Oh.  A little something I should say and seriously only found out about a month ago.  When you donate through the Blood Center of New Jersey, you earn credits with every donation and the amount goes according to the number of units donated, like single, double, triple units.  Forget the amount, but I think it’s 100 credits per unit… something like that.  Well, ya want to know how many credits I had accrued before I found out?  15,000 credits.  Yeah, baby~!  For you New Jersey people, if interested in donating anything, this is the link for the Blood Center of New Jersey.  This year is their 66th year in service to the community.

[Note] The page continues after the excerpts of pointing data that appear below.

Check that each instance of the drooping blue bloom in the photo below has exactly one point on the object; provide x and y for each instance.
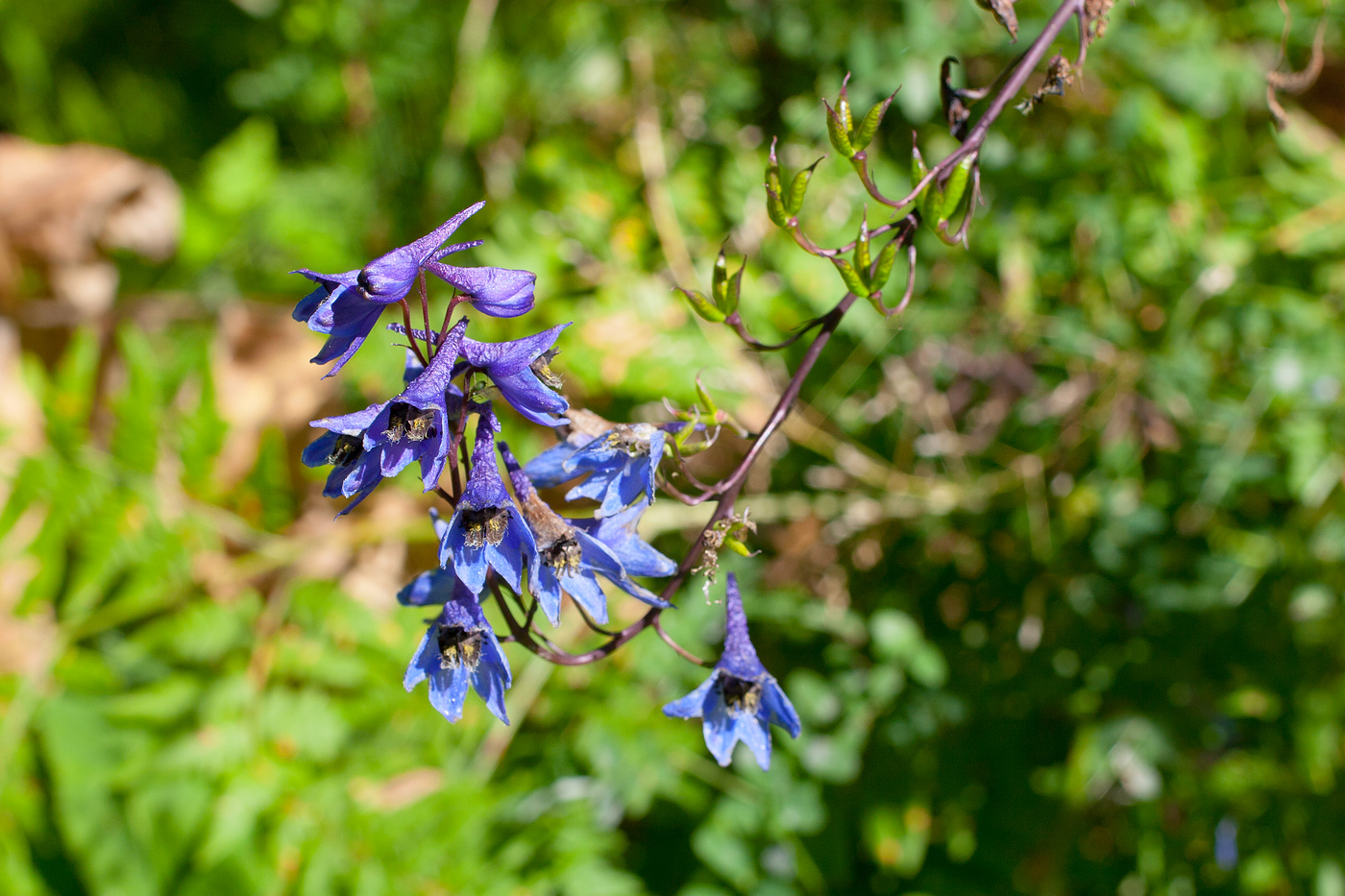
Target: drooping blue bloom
(500, 292)
(521, 370)
(740, 700)
(621, 465)
(346, 305)
(459, 648)
(619, 533)
(383, 439)
(568, 559)
(336, 309)
(487, 532)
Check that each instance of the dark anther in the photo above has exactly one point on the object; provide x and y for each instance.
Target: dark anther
(542, 368)
(346, 451)
(564, 556)
(459, 647)
(410, 422)
(486, 526)
(742, 693)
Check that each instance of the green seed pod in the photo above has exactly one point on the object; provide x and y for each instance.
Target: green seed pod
(720, 281)
(844, 107)
(706, 401)
(797, 187)
(730, 301)
(772, 170)
(838, 132)
(702, 305)
(737, 546)
(851, 278)
(955, 188)
(869, 127)
(775, 208)
(863, 260)
(887, 258)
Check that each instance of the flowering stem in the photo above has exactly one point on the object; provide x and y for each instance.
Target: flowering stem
(410, 332)
(728, 494)
(420, 281)
(1019, 71)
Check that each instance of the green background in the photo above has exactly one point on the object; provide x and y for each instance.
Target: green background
(1051, 567)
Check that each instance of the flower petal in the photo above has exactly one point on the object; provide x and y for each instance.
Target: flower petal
(692, 705)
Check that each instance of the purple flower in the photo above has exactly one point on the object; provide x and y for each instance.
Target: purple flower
(740, 700)
(380, 440)
(500, 292)
(336, 309)
(621, 465)
(568, 557)
(521, 370)
(347, 305)
(486, 530)
(457, 650)
(619, 533)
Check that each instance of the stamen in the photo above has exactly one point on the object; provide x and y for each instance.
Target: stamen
(459, 647)
(624, 437)
(742, 693)
(346, 451)
(486, 526)
(564, 556)
(409, 422)
(542, 368)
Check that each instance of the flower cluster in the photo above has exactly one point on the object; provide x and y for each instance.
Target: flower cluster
(501, 540)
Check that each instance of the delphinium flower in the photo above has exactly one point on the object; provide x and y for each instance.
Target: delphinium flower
(619, 533)
(457, 650)
(486, 532)
(346, 305)
(383, 439)
(740, 700)
(568, 557)
(619, 462)
(520, 369)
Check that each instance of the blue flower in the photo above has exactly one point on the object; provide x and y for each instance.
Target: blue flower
(336, 309)
(740, 700)
(486, 532)
(568, 557)
(346, 305)
(621, 463)
(619, 533)
(500, 292)
(457, 650)
(382, 439)
(521, 370)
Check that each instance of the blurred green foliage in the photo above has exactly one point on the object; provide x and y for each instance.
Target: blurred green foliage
(1052, 568)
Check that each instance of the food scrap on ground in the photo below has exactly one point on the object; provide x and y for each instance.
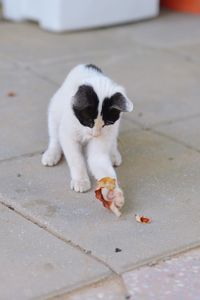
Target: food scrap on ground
(118, 250)
(105, 186)
(11, 94)
(142, 219)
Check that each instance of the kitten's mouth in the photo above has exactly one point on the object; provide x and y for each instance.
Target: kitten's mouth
(96, 133)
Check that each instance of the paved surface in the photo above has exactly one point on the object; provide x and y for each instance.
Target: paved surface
(56, 244)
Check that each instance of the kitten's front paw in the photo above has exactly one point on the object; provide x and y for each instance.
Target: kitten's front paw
(51, 158)
(117, 197)
(81, 185)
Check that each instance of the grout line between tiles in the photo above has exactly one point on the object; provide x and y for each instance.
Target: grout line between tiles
(26, 155)
(57, 235)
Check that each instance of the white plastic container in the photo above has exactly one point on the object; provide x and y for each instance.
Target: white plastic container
(60, 15)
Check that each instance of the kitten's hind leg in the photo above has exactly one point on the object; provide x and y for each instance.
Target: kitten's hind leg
(53, 154)
(115, 155)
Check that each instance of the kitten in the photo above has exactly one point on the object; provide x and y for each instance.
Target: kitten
(86, 111)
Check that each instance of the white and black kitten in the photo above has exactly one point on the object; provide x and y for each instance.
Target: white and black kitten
(86, 111)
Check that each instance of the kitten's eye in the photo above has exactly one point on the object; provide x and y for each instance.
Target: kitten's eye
(109, 123)
(90, 123)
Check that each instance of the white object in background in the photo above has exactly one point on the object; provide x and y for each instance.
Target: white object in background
(60, 15)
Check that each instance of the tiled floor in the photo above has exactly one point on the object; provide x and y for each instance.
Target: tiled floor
(55, 244)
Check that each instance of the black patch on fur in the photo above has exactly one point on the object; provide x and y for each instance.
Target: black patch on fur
(85, 105)
(91, 66)
(112, 107)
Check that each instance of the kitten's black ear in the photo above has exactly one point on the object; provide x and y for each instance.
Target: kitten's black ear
(121, 102)
(84, 97)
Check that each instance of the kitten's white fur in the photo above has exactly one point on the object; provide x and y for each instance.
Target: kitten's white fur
(67, 135)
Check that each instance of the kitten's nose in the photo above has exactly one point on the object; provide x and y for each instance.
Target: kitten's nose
(96, 132)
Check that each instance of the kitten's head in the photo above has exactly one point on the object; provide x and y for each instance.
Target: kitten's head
(96, 106)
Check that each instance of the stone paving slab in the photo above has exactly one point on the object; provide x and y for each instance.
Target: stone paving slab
(190, 52)
(160, 179)
(109, 289)
(160, 91)
(185, 131)
(23, 118)
(177, 278)
(35, 263)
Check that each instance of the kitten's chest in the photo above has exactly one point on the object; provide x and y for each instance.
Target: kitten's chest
(84, 136)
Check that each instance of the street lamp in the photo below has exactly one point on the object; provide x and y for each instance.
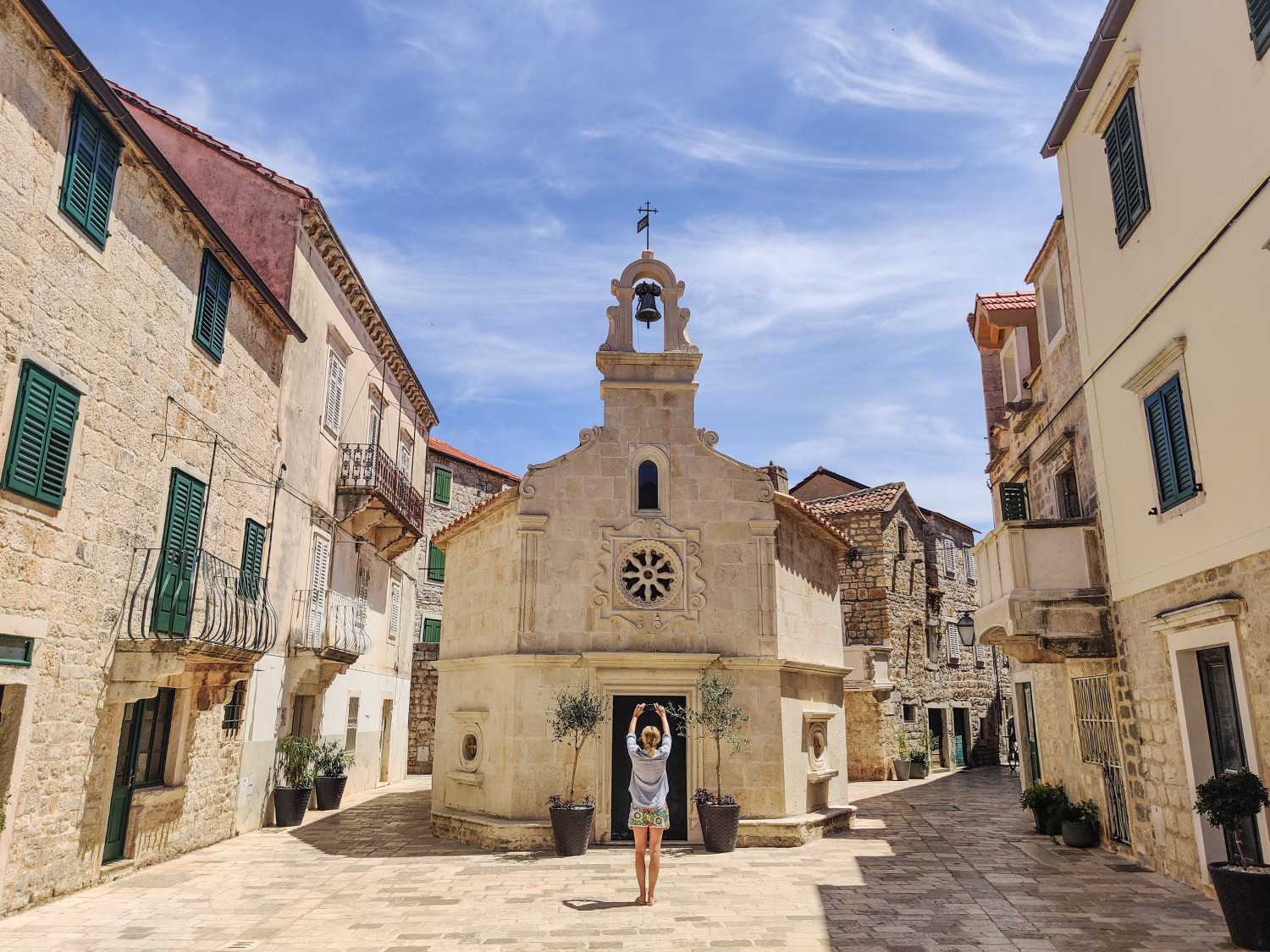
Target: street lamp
(965, 629)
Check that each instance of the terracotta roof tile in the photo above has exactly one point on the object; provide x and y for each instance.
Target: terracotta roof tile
(439, 447)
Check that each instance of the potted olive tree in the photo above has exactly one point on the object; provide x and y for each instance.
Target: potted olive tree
(578, 716)
(332, 762)
(1041, 799)
(291, 801)
(1229, 801)
(718, 721)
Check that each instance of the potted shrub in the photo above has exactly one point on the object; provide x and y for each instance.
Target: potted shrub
(718, 721)
(577, 716)
(291, 801)
(1242, 889)
(1080, 824)
(902, 764)
(332, 762)
(1041, 799)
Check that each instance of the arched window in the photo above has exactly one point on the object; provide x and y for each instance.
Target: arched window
(648, 480)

I just want to end this saying that Platelet donation is not for everyone.  It takes real commitment to return to these centers or a hospital time and time again, every two weeks or so to lay there for a minimum of roughly 60 to my new personal high of 2 hours.  The people there always thank profusely for staying as long as I do in the chair.  I am grateful that they are thanking me, but I don’t see it the same way.  I am grateful for being able to do this for several reasons.  I look at it as a way I can do something really important in a world that seems to be pushing me aside in so many ways…. but that is another long story in and of itself.  Right now, I have the time.  I meet the criteria of high iron, high platelet count and pass other little tests and each time the results are different and they can rejectyou if your donation if you don’t meet these standards.  Each time is a little victory for me.  I love being there.  Yeah, I’m a bit off kilter.  I tell everyone that I donate platelets because maybe they might need some or someone they know might find themselves in a dire situation where they need them fast.  I can donate my platelets to anyone… well, I just need to still find out what the process is for that, but the employees are always so helpful that I push it aside knowing I can get the information at any time.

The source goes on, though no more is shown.